We’ve been running a 30W actinic Skinner trap in our
Abergavenny garden for just over a year, building up a list of 130, mostly
attractive but unremarkable, species. This week, the trap has clearly decided
that we've now completed our apprenticeship and it can get on to real mothing.
The first surprise, on Thursday night, didn't actually make
it into the trap at all. While sleepily covering the box with a cloth at 5am, I
spotted a small pale moth clinging to a grass stem nearby. Rather than leave it
to become robin-food I popped it into a pot and into the fridge. When we looked
again at a more civilised hour, we realised we had added a Nationally Scarce B to
our list: a Mocha. From the current distribution maps, it seems this is the furthest
north-west these have been seen in Gwent, so we were very happy.

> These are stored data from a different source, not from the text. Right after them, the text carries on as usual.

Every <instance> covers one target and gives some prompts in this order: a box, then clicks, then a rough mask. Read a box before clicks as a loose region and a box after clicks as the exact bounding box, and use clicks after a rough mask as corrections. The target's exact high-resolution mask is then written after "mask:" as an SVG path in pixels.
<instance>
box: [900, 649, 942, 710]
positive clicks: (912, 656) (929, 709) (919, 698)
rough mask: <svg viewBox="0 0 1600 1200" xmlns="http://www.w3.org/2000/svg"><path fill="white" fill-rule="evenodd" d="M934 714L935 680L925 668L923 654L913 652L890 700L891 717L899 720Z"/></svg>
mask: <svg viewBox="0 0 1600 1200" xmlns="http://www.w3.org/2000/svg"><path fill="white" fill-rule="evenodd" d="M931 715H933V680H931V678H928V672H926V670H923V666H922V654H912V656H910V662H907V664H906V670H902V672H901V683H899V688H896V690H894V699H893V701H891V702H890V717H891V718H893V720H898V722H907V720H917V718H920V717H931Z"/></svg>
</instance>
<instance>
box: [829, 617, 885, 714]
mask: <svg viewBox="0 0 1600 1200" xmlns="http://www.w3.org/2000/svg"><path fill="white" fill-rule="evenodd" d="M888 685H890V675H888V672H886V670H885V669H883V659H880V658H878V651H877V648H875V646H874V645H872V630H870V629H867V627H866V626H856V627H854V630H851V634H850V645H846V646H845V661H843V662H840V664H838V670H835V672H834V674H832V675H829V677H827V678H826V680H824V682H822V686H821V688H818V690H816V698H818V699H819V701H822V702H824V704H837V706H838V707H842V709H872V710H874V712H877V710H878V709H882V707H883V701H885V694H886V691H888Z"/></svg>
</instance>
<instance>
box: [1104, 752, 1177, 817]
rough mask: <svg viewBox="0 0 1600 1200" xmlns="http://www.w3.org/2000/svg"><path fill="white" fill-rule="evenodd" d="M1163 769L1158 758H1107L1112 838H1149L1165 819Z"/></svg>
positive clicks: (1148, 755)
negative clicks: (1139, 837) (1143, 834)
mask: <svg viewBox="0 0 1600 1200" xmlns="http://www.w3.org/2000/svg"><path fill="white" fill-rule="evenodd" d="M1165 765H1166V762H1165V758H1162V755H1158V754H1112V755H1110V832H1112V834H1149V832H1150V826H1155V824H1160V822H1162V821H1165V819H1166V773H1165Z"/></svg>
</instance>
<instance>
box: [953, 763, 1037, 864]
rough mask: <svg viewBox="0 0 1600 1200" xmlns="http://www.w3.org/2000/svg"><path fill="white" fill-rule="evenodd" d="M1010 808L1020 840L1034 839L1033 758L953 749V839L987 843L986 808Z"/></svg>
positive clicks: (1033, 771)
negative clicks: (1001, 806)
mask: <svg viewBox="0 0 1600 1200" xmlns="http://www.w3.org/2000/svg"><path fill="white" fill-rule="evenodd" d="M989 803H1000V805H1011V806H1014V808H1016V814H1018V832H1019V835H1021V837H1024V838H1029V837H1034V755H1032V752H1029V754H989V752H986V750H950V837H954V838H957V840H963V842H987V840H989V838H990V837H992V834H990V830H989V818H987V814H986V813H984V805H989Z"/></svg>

Then on Monday morning, a battered and worn example of a
rather dull brown species was down in the egg-boxes. We looked through the
field guide several times, not believing what it was telling us. A tweet
confirmed – with many thanks to @mothIDUK – that we now had something seriously
exciting: an RDB Silurian! OK, the UK distribution for these is centred on
Abergavenny, but they belong 400m higher up, among the bilberries. I can only guess
that Sunday night’s wind had blown this one down off the Blorenge.
Fortunately I don’t think "quit while you’re ahead" applies
to mothing, so this won't be the trap's last outing.
Great first post Andrew, welcome and keep them coming.
ReplyDeleteVery interesting about the Silurian! They only seem to breed upwards of 450m but there have been a few garden records over the years - one-off singletons in Abergavenny (quite a while ago now), Rassau and Pontypool.
ReplyDeleteWell done Andrew. The only Silurian I have ever seen was in Sally Brown's trap in SE Abergavenny nearly 20 years ago.